Matisse – „Einladung zur Reise“

Mit über 70 Hauptwerken, sowohl von europäischen wie amerikanischen Museen und Privatsammlern zur Verfügung gestellt, will diese Ausstellung die Entwicklung und Vielfalt im wegweisenden Schaffen des Künstlers ausloten. Die Werke umspannen die gesamte Schaffensperiode des Malers bis hin zu seinen „legendären Scherenschnitten des Spätherbstes der 1940er- und 1950er-Jahre“. Die Schau lehnt sich an das Gedicht „Einladung zur Reise“ von Charles Baudelaire an, finden sich doch in einigen Werken von Matisse deutliche Referenzen an besagte Lyrik. Es ist darüber hinaus bekannt, dass der Künstler zahlreiche Reisen, die ihn inspirierten, unternommen hat. Henri Matisse ist ein markanter Vertreter der Moderne. Diese Expo darf in keiner Agenda fehlen.

Wer nicht bis Herbst warten möchte, um nach Riehen zu pilgern, kann dies bereits vom 21. Januar bis 21. April tun. Die Stiftung widmet dem kanadischen Fotografen Jeff Wall dann eine umfassende Einzelausstellung. Walls ganz spezielle Foto-Welt haben wir vor Jahren am Rande der ART Basel im „Schaulager“ der Museumsstadt erlebt, auch haben einige seiner Arbeiten bereits den Weg ins Mudam in Luxemburg gefunden, sodass diese sicherlich faszinierende Schau für Kunstfreunde aus dem Großherzogtum weniger anziehend sein dürfte. Für Begeisterte des kunstvollen Lichtbildes, das bei Wall teilweise in Lichtkasten ganz plastisch präsentiert wird, bleibt ein Besuch sicher ein Erlebnis.

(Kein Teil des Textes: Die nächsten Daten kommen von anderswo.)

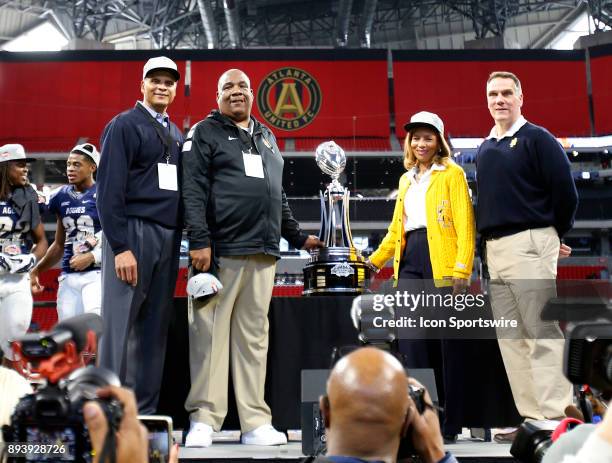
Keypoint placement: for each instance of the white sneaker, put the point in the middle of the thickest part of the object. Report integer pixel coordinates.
(264, 435)
(199, 435)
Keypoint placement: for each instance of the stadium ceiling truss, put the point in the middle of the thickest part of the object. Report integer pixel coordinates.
(285, 23)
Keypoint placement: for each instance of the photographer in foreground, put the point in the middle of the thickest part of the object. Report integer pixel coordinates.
(367, 411)
(597, 447)
(132, 442)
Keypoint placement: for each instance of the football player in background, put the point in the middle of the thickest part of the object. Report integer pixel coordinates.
(77, 238)
(22, 243)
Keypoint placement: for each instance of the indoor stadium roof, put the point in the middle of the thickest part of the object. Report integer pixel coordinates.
(395, 24)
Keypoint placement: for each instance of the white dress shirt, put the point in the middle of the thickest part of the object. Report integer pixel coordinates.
(520, 122)
(415, 213)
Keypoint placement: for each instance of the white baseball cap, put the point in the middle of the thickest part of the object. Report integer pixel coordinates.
(88, 150)
(202, 285)
(425, 118)
(161, 62)
(13, 152)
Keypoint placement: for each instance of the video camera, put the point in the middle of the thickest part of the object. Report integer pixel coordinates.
(48, 425)
(587, 362)
(362, 313)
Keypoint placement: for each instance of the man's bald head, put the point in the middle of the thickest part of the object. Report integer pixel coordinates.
(235, 96)
(368, 400)
(232, 74)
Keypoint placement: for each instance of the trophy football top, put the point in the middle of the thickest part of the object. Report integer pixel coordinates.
(331, 159)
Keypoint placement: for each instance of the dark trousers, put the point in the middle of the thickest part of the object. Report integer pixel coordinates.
(136, 318)
(443, 356)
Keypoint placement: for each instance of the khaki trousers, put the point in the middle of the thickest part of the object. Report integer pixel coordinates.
(523, 269)
(230, 331)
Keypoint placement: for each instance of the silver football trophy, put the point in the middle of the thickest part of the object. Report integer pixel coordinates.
(337, 268)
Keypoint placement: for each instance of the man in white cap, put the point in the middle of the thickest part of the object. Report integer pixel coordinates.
(77, 237)
(20, 226)
(138, 203)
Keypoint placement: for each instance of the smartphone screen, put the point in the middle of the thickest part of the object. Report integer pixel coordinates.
(160, 437)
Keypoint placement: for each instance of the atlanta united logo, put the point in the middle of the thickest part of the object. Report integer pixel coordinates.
(289, 98)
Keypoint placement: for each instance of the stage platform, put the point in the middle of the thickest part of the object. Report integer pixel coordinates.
(226, 448)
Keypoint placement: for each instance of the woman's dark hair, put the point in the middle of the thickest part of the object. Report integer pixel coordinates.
(5, 184)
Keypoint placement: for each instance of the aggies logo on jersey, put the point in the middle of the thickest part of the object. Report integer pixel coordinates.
(289, 98)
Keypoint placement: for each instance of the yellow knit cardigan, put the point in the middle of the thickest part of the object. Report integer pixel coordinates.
(450, 226)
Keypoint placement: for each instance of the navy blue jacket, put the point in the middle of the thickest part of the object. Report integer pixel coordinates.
(127, 179)
(524, 181)
(236, 214)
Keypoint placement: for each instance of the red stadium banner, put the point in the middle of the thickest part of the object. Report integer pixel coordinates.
(53, 99)
(601, 78)
(452, 84)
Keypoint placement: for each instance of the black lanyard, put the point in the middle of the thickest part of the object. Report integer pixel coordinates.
(164, 134)
(247, 140)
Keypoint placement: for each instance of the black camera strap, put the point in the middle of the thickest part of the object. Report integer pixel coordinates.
(109, 450)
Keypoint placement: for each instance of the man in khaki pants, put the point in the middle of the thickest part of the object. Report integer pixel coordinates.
(235, 212)
(527, 200)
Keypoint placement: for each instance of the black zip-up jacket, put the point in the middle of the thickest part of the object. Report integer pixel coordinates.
(226, 209)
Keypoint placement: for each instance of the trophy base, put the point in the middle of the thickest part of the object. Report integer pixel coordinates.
(336, 271)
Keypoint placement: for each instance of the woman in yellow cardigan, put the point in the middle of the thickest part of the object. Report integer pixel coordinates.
(432, 237)
(432, 233)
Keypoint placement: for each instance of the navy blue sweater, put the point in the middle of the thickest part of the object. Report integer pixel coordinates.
(128, 182)
(524, 181)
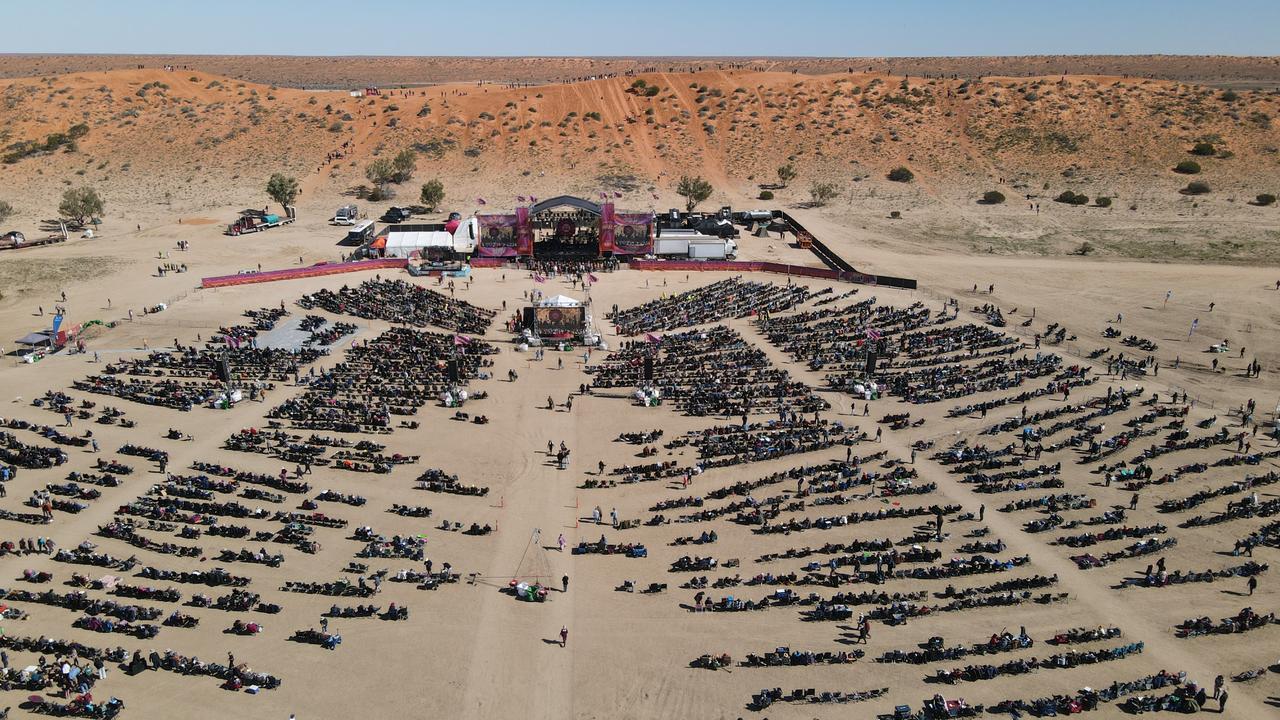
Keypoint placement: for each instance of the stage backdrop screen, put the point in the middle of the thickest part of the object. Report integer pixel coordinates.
(497, 236)
(560, 319)
(631, 233)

Zeitgenössisches im  Sommer

Besucher der bedeutendsten Kunstmesse der Welt, „ART Basel“, sollten sich im Juni auf die Performances von 20 bekannten Künstlern freuen, da diese gemeinsam eine außergewöhnliche Präsentation zeitgenössischer Kunst auf dem gesamten Gelände der Fondation Beyeler gestalten werden. Das Angebot geht über die bildende Kunst an sich hinaus und berührt auch Dichtung, Musik, Philosophie, Design und Architektur. Mitwirkende an dieser außergewöhnlichen Schau sind Michael Armitage, Federico Campagna, Ian Cheng, Marlene Dumas, Frida Escobedo, Peter Fischli (der permanent in Riehen vertreten ist), Cyprien Gaillard mit Victor Man, Dominique Gonzalez-Foerster, Wade Guyton, Carsten Höller mit Adam Haar Hornwitz, Pierre Hugue, Arthur Jafa, Koo Jeong A., Dozie Kanu, Gildo Meireles, Fujiko Nakaya, Precious Okoyomon, Philippe Parreno, Tino Sehgal, Rirkritt Tiravanija, Ramdane Touhami und Adrian Villar Rojas.

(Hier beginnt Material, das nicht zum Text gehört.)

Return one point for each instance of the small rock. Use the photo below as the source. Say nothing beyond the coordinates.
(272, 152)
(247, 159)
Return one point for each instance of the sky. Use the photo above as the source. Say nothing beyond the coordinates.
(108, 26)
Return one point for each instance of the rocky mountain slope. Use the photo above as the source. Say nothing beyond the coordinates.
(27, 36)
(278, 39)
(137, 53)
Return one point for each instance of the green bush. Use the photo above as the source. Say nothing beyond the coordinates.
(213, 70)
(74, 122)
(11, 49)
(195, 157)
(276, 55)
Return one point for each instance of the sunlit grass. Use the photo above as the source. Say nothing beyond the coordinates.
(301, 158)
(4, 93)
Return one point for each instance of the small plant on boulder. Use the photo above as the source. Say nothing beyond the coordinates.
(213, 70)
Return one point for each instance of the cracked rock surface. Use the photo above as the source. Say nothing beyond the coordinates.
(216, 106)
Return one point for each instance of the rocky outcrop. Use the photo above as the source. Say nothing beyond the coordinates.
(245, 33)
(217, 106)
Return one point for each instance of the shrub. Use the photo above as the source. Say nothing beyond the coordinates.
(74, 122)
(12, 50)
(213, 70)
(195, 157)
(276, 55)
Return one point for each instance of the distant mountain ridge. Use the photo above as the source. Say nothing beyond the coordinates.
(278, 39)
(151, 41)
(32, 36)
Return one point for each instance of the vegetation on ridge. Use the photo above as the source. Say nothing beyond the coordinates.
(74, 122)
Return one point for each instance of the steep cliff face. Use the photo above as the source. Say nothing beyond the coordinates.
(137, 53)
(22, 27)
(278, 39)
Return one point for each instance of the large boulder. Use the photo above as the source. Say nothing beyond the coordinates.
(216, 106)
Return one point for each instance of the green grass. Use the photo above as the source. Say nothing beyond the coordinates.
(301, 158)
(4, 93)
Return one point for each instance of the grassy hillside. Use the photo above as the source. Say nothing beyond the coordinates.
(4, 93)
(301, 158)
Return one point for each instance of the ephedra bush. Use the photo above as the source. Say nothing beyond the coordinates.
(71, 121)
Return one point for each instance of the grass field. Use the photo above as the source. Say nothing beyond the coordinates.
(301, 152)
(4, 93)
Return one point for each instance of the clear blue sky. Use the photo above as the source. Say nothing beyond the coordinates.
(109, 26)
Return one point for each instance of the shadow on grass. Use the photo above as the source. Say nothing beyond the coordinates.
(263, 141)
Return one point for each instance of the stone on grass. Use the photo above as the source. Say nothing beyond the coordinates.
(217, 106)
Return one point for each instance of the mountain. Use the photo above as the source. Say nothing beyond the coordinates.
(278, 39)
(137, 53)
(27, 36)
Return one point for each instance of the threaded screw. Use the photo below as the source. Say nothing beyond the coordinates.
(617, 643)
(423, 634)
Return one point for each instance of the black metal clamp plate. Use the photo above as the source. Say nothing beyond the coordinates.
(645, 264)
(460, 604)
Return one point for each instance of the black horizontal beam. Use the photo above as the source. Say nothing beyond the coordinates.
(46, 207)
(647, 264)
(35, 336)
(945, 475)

Kenner der aktuellen Kunstszene haben einige klangvolle Namen auf dieser Liste entdeckt, doch es geht bei dieser Realisation weniger um den einzelnen Beitrag als um die Darstellung zeitgenössischer Kunst, die sich als wandelnden „lebenden Organismus“ versteht. Die Liste der beteiligten Künstler wird laufend ergänzt. Verbindungen zwischen den Werken werden hergestellt, betroffene Künstler wie auch Objekte aus der hauseigenen Sammlung der Stiftung werden in diese konzeptuelle Arbeit einbezogen. In der Tat werden sowohl existierende Arbeiten angepasst und erweitert als auch neue geschaffen. Eine ganze Reihe an neuen Werken werden sozusagen in situ, also vor Ort verwirklicht. An der Grundausrichtung der Ausstellung hat ein Team um Precious Okoyomon, Philippe Parreno, Hans Ulrich Obrist, Künstlerischer Leiter der Serpentine Galleries London, sowie auch Sam Keller, Mona Mekouar und Isabela Mora von der Fondation Beyeler mitgewirkt.

Das Programm der Fondation Beyeler 2024 entspricht demzufolge einmal mehr der Philosophie des Hauses, das über eine bedeutende Sammlung mit Werken der klassischen Moderne sowie der Gegenwartskunst verfügt und diese im kommenden Jahr neben den anvisierten Gastausstellungen themenweise der Öffentlichkeit zugänglich macht. Die Fondation Beyeler scheut keine Mühe, um immer wieder „hochkarätige Ausstellungen“ zu präsentieren. Im Jahr 2024 wird sich aufgrund der Programmierung erweisen, wie gelungen sich der Museumsbau von Renzo Piano und die üppige Parkanlage ergänzen.